Bientôt les habitations s’espacèrent, s’entourèrent de jardins plantés de grands arbres et de buissons noirs. Elle s’aperçut alors qu’elle était près de la maison où elle était venue si souvent l’été dernier. Ses pieds l’avaient menée là à son insu. Elle s’assura que personne ne la voyait et entra dans la cour.
La radio marchait comme d’habitude. Pendant une seconde elle resta devant la fenêtre, observant les gens qui se trouvaient à l’intérieur. L’homme chauve et la dame aux cheveux blancs, assis à une table, jouaient aux cartes. Mick s’assit par terre. C’était un bel endroit, un endroit secret. Des cèdres épais la cachaient complètement. La radio ne valait rien ce soir… quelqu’un chantait des chansons populaires qui finissaient toutes de la même façon. Elle se sentait vide. Elle fouilla dans ses poches. Elles contenaient des raisins secs, un rang de perles, une cigarette et des allumettes. Elle alluma la cigarette et mit ses bras autour de ses genoux. Elle se sentait vide… comme s’il n’y avait plus en elle ni un sentiment ni une pensée.
Les programmes se succédaient et ne valaient rien. Elle les écoutait à peine. Tout en fumant elle arrachait de petits brins d’herbe. Un speaker parla de Beethoven. Elle avait lu quelque chose à la bibliothèque au sujet de ce musicien. Son nom s’orthographiait avec deux e et se prononçait avec un seul. C’était un allemand comme Mozart. Quand il vivait, il parlait une langue étrangère et vivait en pays étranger… ce qu’elle voulait faire. Le speaker dit qu’on allait jouer la troisième symphonie. Elle écoutait vaguement parce qu’elle avait envie de marcher et ne s’intéressait pas à ce qu’ils jouaient. Puis la musique commença. Mick leva la tête et son poing se porta à sa gorge.
Comment cela vint-il ? Pendant une minute l’ouverture hésita. Une promenade ou une marche. Comme si Dieu se pavanait dans la nuit. Brusquement elle se sentit glacée extérieurement et, seule, la première partie de cette musique était chaude dans son cœur. Elle ne pût même pas entendre les sons qui suivirent ; elle attendait, glacée, les poings serrés. Puis la musique reprit, plus impérieuse et plus puissante. Cela n’avait rien à faire avec Dieu. C’était elle, Mick Kelly, marchant dans la lumière du jour et toute seule dans la nuit. Sous le chaud soleil et dans le noir, avec tous ses plans et ses sentiments. Cette musique était elle… son moi réel.

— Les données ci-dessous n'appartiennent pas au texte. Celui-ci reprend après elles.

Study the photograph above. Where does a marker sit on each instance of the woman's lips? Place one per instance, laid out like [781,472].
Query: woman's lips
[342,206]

Elle ne pouvait pas écouter assez pour tout entendre. La musique bouillonnait en elle. Que faire ? S’attacher à certains passages merveilleux pour ne plus les oublier… ou se laisser aller, écouter ce qui venait sans penser, sans essayer de se rappeler ? Seigneur ! le monde entier était cette musique et elle n’avait pas assez de tout son être pour écouter. Puis enfin le thème d’ouverture fut repris par tous les instruments donnant ensemble la même note comme un poing dur, crispé, qui lui martelait le cœur. Et la première partie s’acheva.
Cette musique ne durait pas un temps long ou court. Elle n’avait rien à voir avec le temps. Les bras fortement serrés autour de ses jambes, elle mordait son genou salé. Avait-elle écouté pendant cinq minutes ou la moitié de la nuit ? La deuxième partie avait une couleur noire… une marche lente. Pas triste, mais comme si le monde entier était mort et noir et qu’il fût inutile de se rappeler ce qu’il avait été. Un instrument joua une mélodie triste, argentine. Puis la musique s’éleva furieuse, véhémente. Et finalement, de nouveau la marche funèbre.

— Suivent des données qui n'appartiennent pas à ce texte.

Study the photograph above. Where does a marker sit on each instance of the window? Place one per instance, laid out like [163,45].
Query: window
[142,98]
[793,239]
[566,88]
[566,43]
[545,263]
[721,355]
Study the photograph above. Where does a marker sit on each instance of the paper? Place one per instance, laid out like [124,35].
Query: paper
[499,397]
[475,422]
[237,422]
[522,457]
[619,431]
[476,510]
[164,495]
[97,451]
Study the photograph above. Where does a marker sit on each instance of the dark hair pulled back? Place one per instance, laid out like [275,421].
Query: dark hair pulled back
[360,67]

Mais, peut-être, ce qu’elle préféra fut la dernière partie de la symphonie, musique joyeuse comme si les plus grands personnages du monde couraient et sautaient, ardents et libres. Une musique merveilleuse comme celle là causait une souffrance indicible. Le monde entier était cette symphonie et elle n’avait pas assez de tout son être pour écouter.